El triunfo de Macri y la crisis de Brasil como parte de un
proceso regional
Fuente: TDP. |
Si
entendemos por democracia la influencia efectiva de los ciudadanos sobre sus
dirigentes; si democracia es la ausencia de arbitrariedad en el marco de un
Estado de Derecho; si se trata de elegir y también de controlar al gobernante
para poder seguir eligiendo con libertad, América Latina no ha concluido su
proceso de democratización iniciado al finalizar la última etapa de dictaduras
militares.
La
democracia se consolida cuando imperan tanto el sufragio universal como la
división de poderes, que da lugar a la igualdad ante la ley, la rendición de
cuentas y la verdadera soberanía popular. El fin de las dictaduras militares no
implicó la consolidación automática de verdaderas democracias en nuestra
región. Pero sí posibilitó el surgimiento de partidos democráticos que de a
poco fueron desplazando a las estructuras de poder verticales y prebendarias
tradicionales.
En algunos
países este proceso de democratización fue más rápido, como en Chile, Uruguay,
Brasil y Colombia. En otros casos se requirió del transcurso de un par de
décadas de experimentación ciudadana y fortalecimiento de la sociedad civil en
el marco de una democracia meramente formal dominada por partidos clientelares,
como en Argentina hasta el triunfo de Macri y quizás en Perú si el populismo es
derrotado en 2016.
También
hubo casos de extrañas asociaciones entre tendencias populistas autoritarias y
partidos de izquierda democráticos. Esto es lo que permite entender las
contradicciones y la crisis del actual gobierno brasileño. La baja popularidad
de Dilma y la aprobación del inicio del trámite de juicio político contra ella
por parte del presidente de la Cámara de Diputados son también fruto de una
creciente independencia y exigencia de la sociedad civil y, por ende, parte de
un proceso de consolidación de la democracia.
Samuel
Huntington ideó el modelo de “olas” para analizar los procesos de
democratización a nivel mundial, y el mismo puede aplicarse a nivel regional.

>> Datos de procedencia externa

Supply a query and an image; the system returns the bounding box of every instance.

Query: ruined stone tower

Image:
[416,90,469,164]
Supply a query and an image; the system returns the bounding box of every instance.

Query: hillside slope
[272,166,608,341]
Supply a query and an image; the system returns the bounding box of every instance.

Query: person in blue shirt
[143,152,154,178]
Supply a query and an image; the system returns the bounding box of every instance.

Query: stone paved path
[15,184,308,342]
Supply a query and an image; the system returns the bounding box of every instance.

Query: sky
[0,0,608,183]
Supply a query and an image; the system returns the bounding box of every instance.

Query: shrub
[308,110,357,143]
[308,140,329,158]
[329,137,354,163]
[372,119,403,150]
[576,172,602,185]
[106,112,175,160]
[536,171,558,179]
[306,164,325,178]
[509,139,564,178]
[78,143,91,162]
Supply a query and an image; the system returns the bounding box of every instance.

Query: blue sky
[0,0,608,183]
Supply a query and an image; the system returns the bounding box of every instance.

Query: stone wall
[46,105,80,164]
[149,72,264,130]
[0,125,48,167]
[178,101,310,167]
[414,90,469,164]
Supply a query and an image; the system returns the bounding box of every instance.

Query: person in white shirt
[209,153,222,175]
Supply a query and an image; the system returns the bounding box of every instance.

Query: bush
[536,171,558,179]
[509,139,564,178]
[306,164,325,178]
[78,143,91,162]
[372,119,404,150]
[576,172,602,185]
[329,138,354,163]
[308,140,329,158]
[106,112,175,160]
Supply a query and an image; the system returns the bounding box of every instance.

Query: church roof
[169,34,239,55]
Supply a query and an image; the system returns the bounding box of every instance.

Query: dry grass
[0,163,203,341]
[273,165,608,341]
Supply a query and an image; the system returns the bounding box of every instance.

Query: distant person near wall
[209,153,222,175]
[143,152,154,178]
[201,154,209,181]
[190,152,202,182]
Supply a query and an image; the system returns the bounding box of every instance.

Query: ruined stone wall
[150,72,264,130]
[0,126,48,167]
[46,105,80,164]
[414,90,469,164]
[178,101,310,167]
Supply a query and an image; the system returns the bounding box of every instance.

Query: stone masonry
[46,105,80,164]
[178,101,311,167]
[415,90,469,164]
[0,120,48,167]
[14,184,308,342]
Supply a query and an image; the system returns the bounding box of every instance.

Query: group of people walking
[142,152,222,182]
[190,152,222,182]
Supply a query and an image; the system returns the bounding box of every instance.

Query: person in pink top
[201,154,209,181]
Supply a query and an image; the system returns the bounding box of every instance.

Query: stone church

Podríamos decir que la primera ola de democratización de este gran despertar
latinoamericano que estamos viviendo se inicia en 1990. La segunda podría
situarse aproximadamente en 2015 y no sabemos todavía a cuántos países
abarcará. Cada ola de democratización suele dar lugar a una contra-ola
autoritaria, que en general implica un retroceso menor al último avance, razón
por la cual a la larga el mundo tiende a democratizarse.
Se puede
hablar de un “gran despertar latinoamericano” en tanto proceso cultural,
político y social de consolidación de la democracia en nuestra región, quizás
ubicado entre 1990 y aproximadamente 2040 o 2050. Probablemente se necesite una
tercera oleada (esperemos no una cuarta) de democratización para completar el
proceso. Todavía está por verse si Venezuela empieza a sumarse a la segunda ola
de democratización latinoamericana en marcha o si consolida su dictadura. El
actual descrédito de Maduro y la situación de desplome económico,
desabastecimiento y represión ilegal que hay en Venezuela podrían llevar tanto
a un referéndum revocatorio o bien a un caos social creciente y hasta quizás a
una guerra civil.
Si este
proceso de democratización sigue avanzando, América puede convertirse en un
plazo de dos a tres décadas en el primer continente del mundo plenamente
democrático. Esto significaría una profunda transformación geopolítica del
planeta Tierra. Más allá de la inevitabilidad de la influencia planetaria de
ciertos problemas globales como el terrorismo, el narcotráfico o el medio
ambiente, nuestro continente gozaría de una posición sumamente privilegiada
para convertirse en una gran isla democrática, altamente integrada,
desarrollada, pacífica y estable.
¿Podría
acaso pasar a ser América (no ya solamente “Norteamérica”) el centro político,
económico y cultural del planeta Tierra? ¿Se daría un proceso de
interculturación susceptible de crear, en paralelo con las identidades
nacionales, un sentido de pertenencia americano? ¿Acaso la embrionaria
yuxtaposición e hibridación entre las culturas latina y anglosajona que ya se
da en Estados Unidos se extendería al resto del continente? ¿Cuántas
oportunidades y responsabilidades conllevaría la emergencia de un gran bloque
democrático continental americano? ¿Podría América liderar y promover un gran
proceso de integración económica con Europa y las democracias asiáticas del
pacífico? ¿Podría conformarse una gran alianza de democracias compacta y
homogénea, susceptible de abordar los desafíos globales actuales con una
coordinación y una eficacia inéditas?
Las
preguntas son muchas, y llevará mucho tiempo encontrar respuestas completas a
estos interrogantes. De lo que sí podemos estar seguros es que la historia nos
sigue demostrando que no hay culturas incompatibles con la democracia, que la
democracia es el único sistema que se condice con la naturaleza común de todo
el género humano, y que su promoción, avance y defensa a escala planetaria
debería ser la prioridad máxima de la política exterior de cada una de las
democracias existentes.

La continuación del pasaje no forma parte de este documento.